Von Karin Leukefeld, Damaskus *

Syrien reagiert auf die jüngst (Anfang September) verhängten EU-Sanktionen gegen die Einfuhr seiner Ölprodukte. Nach Auskunft von Finanzminister Mohammed Jleilati werde man sich jetzt nach neuen Partnern umsehen. Potentielle Kandidaten habe man in Asien und Osteuropa, vor allem in Rußland oder China ausgemacht, die als Abnehmer für Rohöl in Frage kommen würden, berichtete die unabhängige syrische Tageszeitung Al Watan Ende vergangener Woche. Das Wirtschaftswachstum des Landes sei »durch die Unruhen und die Sanktionen unter zwei Prozent« gesunken, sagte Jleilati am Rande eines Treffens der Arabischen Finanzminister in Abu Dhabi. 2010 hatte das Bruttoinlandsprodukt Sy­riens noch um 5,5 Prozent zugelegt.
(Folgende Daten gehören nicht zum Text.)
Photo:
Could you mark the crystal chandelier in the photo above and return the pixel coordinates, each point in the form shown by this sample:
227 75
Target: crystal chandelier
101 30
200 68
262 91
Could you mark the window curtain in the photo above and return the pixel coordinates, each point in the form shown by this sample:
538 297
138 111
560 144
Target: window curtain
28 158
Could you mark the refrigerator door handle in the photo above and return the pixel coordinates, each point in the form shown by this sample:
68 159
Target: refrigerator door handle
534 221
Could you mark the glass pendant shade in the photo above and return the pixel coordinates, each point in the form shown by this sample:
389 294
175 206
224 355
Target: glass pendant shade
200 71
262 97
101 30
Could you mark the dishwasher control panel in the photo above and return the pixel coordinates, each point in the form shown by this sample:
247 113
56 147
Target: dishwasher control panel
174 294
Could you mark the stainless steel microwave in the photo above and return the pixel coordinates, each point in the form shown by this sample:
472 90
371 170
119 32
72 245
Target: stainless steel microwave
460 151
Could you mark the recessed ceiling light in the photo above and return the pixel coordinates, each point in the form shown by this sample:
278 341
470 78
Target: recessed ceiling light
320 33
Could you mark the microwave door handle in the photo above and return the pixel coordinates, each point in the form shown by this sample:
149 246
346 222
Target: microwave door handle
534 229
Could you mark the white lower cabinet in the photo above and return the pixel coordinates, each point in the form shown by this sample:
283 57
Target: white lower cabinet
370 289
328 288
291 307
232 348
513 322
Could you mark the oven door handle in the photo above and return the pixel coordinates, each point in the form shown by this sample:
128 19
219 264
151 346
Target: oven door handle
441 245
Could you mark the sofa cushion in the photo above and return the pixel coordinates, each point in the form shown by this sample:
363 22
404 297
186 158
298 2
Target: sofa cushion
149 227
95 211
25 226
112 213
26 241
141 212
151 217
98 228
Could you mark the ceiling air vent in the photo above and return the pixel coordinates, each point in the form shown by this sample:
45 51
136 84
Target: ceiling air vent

Der Präsident der Industrie- und Handelskammer der Provinz Damaskus, Imad Ghreiwati, rief derweil die Industriellen des Landes auf, ihre Geschäfte nicht aufzugeben und keine Mitarbeiter zu entlassen. Die aktuelle Krise werde überwunden werden; wichtig sei es, Geduld aufzubringen und zusammenzuarbeiten, appellierte er. Ghreiwati ist einer von vier bekannten syrischen Unternehmern, gegen die die EU direkt Sanktionen verhängt hatte, weil sie »das Regime unterstützen«, wie es in der Ratsverordnung Nr. 878/2011 zu lesen ist.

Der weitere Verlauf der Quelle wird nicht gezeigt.